Adams had been also been more sharply critical of the Democratic nominee Zohran Mamdani, a Democratic Socialist, who has enjoyed a double digit lead in polls since beating Cuomo in the Democratic party, which Adams had sat out.
“I’m fighting for the families of New York, that’s why I am endorsing Andrew Cuomo,” Adams said, adding: “When families are attacked, brothers come together,” Adams said.
One of the last mayoral poll before early voting started was on Oct 20 from AARP/Gotham Polling & Analytics of 1,040 likely voters and showed Mamdani leading with 43.2 percent of the vote against Cuomo’s 28.9 percent and Sliwa’s 19.4 percent. A head to head contest in the poll had Cuomo closing the gap to within the margin of error, but with Sliwa staying in the race and voting already underway before Nov. 4 election day, it was clearly not happening.
Anther hurdle: Cuomo, as an independent candidate on the Fight and Deliver line, is far down on the ballot with seven candidates listed ahead of him. He’s even behind Adams and independent candidate Jim Tilden even though they both said they were abandoning the race in late September. Dropping out only five weeks before the election meant it was too late to remove the names from ballots printed by the Board of Elections. Tilden immediately urged a “Stop Mamdani” campaign and urged everyone else except Cuomo to drop out. Nobody other than Adams heeded the advice to endorse the number two candidate.
Anyone looking for Cuomo will have to hunt for him in the ballot line on Row “I,” which is slot number eight.
Mamdani’s appears on row A as the Democratic candidate and a second time as the Working Families candidate on Row D. The low profile Conservative party candidate, Irene Estrada, is in the number three spot on Row C. And then comes again Sliwa, on Row B as Republican but on Row E for his second line, Protect Animals, which is in the fifth slot. Then the two non-candidates appear, Walden and Adams. Then finally comes Cuomo in the eighth slot. Only Jim Hernandez on the Quality of Life party (Row G) ranks lower on the ballot lineup.

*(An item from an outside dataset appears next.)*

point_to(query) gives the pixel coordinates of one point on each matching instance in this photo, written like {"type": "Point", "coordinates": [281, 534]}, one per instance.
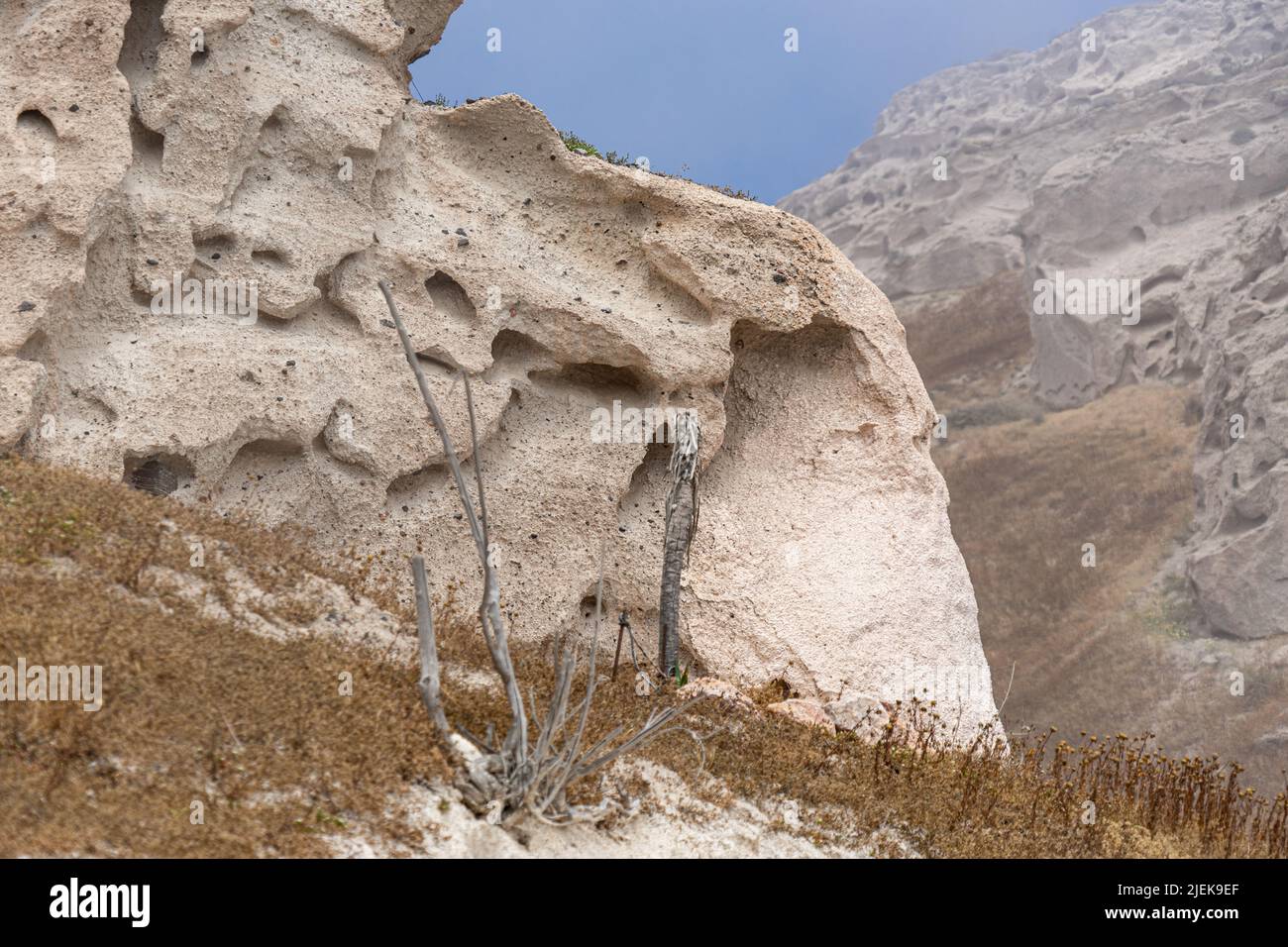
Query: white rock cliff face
{"type": "Point", "coordinates": [1153, 149]}
{"type": "Point", "coordinates": [562, 283]}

The independent candidates are picked in random by the Board of Elections when there is no vote tally from past elections. And since the bulk of the independents are essentially little more than vanity vehicles created during the petition process to support single candidates before disappearing after the election, the new entities have no input as to where they end up on the ballot lineup.

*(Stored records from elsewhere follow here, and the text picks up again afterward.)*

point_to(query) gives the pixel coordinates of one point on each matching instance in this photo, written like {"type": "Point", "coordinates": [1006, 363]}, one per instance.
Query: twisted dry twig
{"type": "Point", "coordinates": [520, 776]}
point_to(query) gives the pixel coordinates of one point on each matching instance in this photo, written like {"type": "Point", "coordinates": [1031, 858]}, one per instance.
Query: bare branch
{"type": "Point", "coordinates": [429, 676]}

But most poll watchers agree that place in the line up could have some influence.
”There’s no doubt ballot placement affects some percentage of the vote but there’s no consensus how much an effect it has,” said veteran strategist Jerry Skurnik of Engage Voters USA. Two mayoral elections ago, down ballot independents drew over five percent which did not matter much that year but if it the race tightens down this year, it could matter. “In 2017, Conservatives endorsed the Republican candidate and there were five independents who received 5.4 percent,” Skurnik said.

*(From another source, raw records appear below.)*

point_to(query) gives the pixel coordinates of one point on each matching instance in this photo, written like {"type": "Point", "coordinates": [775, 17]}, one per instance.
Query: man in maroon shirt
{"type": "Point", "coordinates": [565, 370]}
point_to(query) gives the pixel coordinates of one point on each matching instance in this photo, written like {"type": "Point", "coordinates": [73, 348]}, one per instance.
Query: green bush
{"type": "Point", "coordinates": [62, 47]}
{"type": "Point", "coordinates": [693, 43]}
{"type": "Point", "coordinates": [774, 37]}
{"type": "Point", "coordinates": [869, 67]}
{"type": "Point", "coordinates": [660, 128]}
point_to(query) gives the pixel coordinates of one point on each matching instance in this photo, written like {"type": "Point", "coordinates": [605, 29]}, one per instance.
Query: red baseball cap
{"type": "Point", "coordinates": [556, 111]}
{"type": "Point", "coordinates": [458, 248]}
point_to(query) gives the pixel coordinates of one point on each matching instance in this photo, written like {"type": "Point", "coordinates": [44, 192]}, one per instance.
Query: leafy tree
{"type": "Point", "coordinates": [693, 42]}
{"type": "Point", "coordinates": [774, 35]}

“It’s very important for undecided votes,” said Kenneth Frydman, a PR consultant who was press secretary for Rudy Giuliani’s successful run for mayor in 1994 before turning into a relentless critic of the former mayor in recent years. “Voters are not going to go five or six across and two down to find Cuomo,” Frydman ventured.
Manhattan #1 in Early Voting
Another new wrinkle. Early voting on day one, Oct. 25, was five times higher than the last mayoral race in 2021, according to numbers released by the NYC Board of Elections. Unofficial results showed that citywide, 79,409 voted on day one with 24,046–nearly one third of the tally–turning out in Manhattan making it number one. It beat the day one turnout of Brooklyn which had 22,105 and Queens with 19,405.
Four years ago, only 15,418 showed up across all five boroughs to vote early on day one. But many forget that by election day 2021 there was a new variant of COVID circulating again and masks were once again being recommended. That could have spurred mail-in voting but dampened in-person early voting.
Early voting ends on Sunday, Nov. 2. Check your local polling place at Votenyc of by calling 1-866-Vote-NYC because early voting and election day on Nov. 4 are often held at different locations.